Effective on July 1, 2020, WHD will no longer pursue pre-litigation liquidated damages as its default policy in its administratively resolved investigations.
Under the FLSA, liquidated damages are equal to the amount of back wages due to the employee. For instance, if an employer owes an employee $5,000 as a result of FLSA violations, the liquidated damages add another $5,000 to the back pay that the employee can receive.
From its creation in 1938 until 2010, WHD did not administratively assess liquidated damages as part of an informal settlement but sought them when in litigation. Some would argue this is because the FLSA does not include authority for WHD to impose liquidated damages, per 29 U.S.C. § 216(c). The Obama DOL in 2010 changed this practice on a pilot basis, and pre-litigation liquidated damage assessments eventually became the norm for the agency. Given the statutory language, many WHD observers and even some within the agency (including yours truly) believed employers would challenge the policy in court and prevail, and it would be short-lived.
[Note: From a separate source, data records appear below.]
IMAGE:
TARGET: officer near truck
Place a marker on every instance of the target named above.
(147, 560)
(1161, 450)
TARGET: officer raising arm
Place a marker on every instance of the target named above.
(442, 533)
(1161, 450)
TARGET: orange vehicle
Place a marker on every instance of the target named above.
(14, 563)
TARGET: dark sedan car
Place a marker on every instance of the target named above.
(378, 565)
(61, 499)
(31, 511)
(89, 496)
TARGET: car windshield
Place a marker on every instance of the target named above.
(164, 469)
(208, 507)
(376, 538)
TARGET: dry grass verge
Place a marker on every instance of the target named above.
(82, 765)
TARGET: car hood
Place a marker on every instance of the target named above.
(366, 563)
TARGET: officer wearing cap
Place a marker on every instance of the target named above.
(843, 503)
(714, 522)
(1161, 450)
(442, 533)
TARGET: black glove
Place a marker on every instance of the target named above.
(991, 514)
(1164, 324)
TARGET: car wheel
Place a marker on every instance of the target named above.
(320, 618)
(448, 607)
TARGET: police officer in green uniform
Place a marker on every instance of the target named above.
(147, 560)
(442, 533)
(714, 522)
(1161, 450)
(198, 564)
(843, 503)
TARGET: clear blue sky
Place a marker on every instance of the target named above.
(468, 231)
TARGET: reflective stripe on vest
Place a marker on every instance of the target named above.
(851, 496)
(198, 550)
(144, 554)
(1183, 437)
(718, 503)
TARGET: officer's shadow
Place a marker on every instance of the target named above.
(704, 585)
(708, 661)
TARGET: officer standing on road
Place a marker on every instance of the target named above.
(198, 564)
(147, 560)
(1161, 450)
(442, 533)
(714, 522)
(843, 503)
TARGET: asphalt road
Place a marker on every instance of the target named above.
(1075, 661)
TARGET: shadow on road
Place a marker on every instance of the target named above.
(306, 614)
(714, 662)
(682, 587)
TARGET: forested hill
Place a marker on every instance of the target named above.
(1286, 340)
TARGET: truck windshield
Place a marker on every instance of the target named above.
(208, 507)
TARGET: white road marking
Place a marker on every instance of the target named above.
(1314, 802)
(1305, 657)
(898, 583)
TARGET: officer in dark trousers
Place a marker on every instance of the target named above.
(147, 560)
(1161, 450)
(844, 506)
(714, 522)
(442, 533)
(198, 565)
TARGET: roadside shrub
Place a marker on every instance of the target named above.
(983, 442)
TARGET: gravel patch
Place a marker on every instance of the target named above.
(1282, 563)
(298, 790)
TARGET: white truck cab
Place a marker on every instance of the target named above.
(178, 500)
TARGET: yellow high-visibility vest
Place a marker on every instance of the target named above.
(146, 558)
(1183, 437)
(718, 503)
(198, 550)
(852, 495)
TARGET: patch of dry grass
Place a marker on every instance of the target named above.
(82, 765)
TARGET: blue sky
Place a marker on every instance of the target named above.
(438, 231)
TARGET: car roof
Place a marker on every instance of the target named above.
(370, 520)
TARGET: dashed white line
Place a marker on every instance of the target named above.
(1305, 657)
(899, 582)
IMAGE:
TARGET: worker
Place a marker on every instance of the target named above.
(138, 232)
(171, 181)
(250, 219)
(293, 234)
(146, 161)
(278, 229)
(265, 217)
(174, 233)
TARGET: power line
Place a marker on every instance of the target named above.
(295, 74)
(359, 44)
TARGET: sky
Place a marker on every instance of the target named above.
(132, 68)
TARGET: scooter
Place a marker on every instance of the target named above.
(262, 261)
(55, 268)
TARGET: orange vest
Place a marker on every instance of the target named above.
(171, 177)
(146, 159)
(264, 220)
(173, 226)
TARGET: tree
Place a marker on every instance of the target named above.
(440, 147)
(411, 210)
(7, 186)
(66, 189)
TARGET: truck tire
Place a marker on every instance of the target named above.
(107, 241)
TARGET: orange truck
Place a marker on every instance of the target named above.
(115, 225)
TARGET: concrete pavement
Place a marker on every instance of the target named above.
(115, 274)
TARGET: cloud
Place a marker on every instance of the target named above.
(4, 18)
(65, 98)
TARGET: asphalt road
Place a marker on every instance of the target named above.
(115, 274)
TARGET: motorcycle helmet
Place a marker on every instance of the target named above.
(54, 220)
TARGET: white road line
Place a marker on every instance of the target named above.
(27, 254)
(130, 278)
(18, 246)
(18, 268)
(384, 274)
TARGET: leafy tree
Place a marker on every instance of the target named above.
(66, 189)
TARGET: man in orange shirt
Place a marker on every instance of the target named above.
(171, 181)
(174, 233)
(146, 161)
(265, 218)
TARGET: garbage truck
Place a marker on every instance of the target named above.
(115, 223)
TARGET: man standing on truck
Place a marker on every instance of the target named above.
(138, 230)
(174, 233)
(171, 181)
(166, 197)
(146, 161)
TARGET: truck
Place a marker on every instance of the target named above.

For whatever reasons, such as the cost of litigation against the unlimited resources of the federal government, or concerns about adverse publicity, those observers were wrong.
It is not a surprise that the Trump Administration is largely reversing this practice, under the authority of Executive Order 13924, which tasked federal agencies with removing regulatory and enforcement barriers to economic prosperity for Americans in the wake of COVID-19. The only surprise is that it took them 3-1/2 years and a pandemic to do so.
In a June 24 announcement, effective July 1, 2020, the WHD will limit administrative cases in which liquidated damages are sought, and will not assess pre-litigation liquidated damages if any one of the following circumstances exist:
- There is no clear evidence of bad faith and willfulness for the violation on the part of the employer;
- The employer’s explanation for the violations show that they were the result of a bona fide dispute of unsettled law under the FLSA;
- The employer has no previous history of FLSA violations;
- The matter involves individual coverage only (FLSA individual coverage applies to employees whose duties involve interstate commerce-affecting activities, even if their employer does not meet the enterprise coverage standard because it is a non-profit entity or the annual sales volume is less than $500,00);
- The matter involves certain complex exemption issues, including the white collar exemptions; or
- The matter involves State and local government agencies or other non-profits.
This new policy also applies to ongoing investigations in which the final conference was not conducted by July 1, 2020.
Also beginning July 1, pre-litigation liquidated damages that are assessed under the FLSA must be submitted to and approved by both the WHD Administrator and the Solicitor of Labor on an individual case basis.
Now, the recovery of pre-litigation liquidated damages will be “the exception, not the rule,” according to Patrick Pizzella, the Deputy Secretary of the DOL. This change will certainly be welcome for any employer investigated by the agency.